Erzieherische Tätigkeiten (nur bei Kindern und Jugendlichen!)
Aus der Rechtsprechung: erzieherische Tätigkeiten Das Betreiben eines Kinderheims ist nur dann insgesamt keine gewerbliche, sondern eine erzieherische (nicht gewerbesteuerpflichtige) Tätigkeit im Sinne des § 18 Abs. 1 Nr. 1 EStG, wenn die auswärtige Unterbringung in erster Linie zum Zweck der planmäßigen körperlichen, geistigen und sittlichen Formung junger Menschen erfolgt und die freiberufliche Tätigkeit der Gesamtleistung des Heims das Gepräge gibt. Erzieherische (nicht gewerbesteuerpflichtige) Tätigkeit im Sinne des § 18 Abs. 1 Nr. 1 EStG, hat in erster Linie den Zweck der planmäßigen körperlichen, geistigen und sittlichen Formung junger Menschen zu tüchtigen und mündigen Menschen. Dabei ist unter Mündigkeit die Fähigkeit zu verstehen, selbständig und verantwortlich die Aufgaben des Lebens zu bestehen. Vor allem bei der Erwachsenenbildung stellt sich die Frage, ob diese überhaupt noch erziehbar im Sinne des § 18 Abs. 1 Nr. 1 EStG sind, da sie schon tüchtige und mündige Menschen sind.

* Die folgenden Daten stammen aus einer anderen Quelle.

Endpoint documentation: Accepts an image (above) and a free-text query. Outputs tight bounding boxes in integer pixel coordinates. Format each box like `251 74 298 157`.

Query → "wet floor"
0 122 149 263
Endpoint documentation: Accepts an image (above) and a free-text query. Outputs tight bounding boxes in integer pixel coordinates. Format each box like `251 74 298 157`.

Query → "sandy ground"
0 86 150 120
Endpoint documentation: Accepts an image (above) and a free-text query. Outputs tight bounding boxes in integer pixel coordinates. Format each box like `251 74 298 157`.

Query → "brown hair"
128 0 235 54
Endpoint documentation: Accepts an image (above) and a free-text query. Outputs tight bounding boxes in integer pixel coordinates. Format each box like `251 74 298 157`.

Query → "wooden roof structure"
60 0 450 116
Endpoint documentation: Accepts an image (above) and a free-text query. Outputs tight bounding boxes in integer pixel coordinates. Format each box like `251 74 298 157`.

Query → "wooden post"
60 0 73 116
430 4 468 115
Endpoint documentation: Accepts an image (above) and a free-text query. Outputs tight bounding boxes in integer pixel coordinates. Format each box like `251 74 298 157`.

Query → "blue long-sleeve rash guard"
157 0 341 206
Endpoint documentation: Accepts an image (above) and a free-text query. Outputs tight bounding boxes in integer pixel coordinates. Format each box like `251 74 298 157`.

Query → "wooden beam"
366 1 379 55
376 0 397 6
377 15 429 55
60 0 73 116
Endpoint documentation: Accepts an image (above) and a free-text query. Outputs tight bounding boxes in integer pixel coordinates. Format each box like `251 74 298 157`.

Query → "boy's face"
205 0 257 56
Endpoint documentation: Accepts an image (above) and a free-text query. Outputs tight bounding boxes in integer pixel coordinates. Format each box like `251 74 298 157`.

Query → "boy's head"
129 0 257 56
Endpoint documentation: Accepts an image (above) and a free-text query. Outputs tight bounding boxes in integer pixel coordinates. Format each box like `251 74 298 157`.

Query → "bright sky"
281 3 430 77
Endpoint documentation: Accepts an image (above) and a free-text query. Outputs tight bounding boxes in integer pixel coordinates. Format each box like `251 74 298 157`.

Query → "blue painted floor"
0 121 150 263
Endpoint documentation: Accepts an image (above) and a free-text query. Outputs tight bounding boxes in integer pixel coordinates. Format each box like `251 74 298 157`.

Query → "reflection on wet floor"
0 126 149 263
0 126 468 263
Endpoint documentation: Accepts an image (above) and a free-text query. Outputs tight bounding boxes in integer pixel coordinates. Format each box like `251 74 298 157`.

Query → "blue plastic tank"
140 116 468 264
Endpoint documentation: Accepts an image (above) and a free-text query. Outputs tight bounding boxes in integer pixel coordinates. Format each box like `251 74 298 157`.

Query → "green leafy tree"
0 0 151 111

Unterrichtende Tätigkeiten
Zur freiberuflichen Tätigkeit gehört auch die selbstständig ausgeübte "unterrichtende" Tätigkeit, wobei als "unterrichtend" jede Art der persönlichen Lehrtätigkeit, insbesondere auch der Unterricht im Tanzen, Schwimmen, Reiten usw. gehört. Beschränkt sich die Tätigkeit allerdings nicht auf das Vermitteln von Fertigkeiten, sondern werden im Zusammenhang mit der Unterrichtstätigkeit auch noch andere Leistungen geboten, so kann je nach Art und Umfang dieser anderen Leistungen insgesamt eine gewerbliche Betätigung vorliegen. Das gilt bei der Erteilung von Reitunterricht vor allem für die Fälle, in denen neben der Unterrichtserteilung auch noch Reitanlagen zur Verfügung gestellt sowie Clubräume und dergleichen bereitgestellt werden.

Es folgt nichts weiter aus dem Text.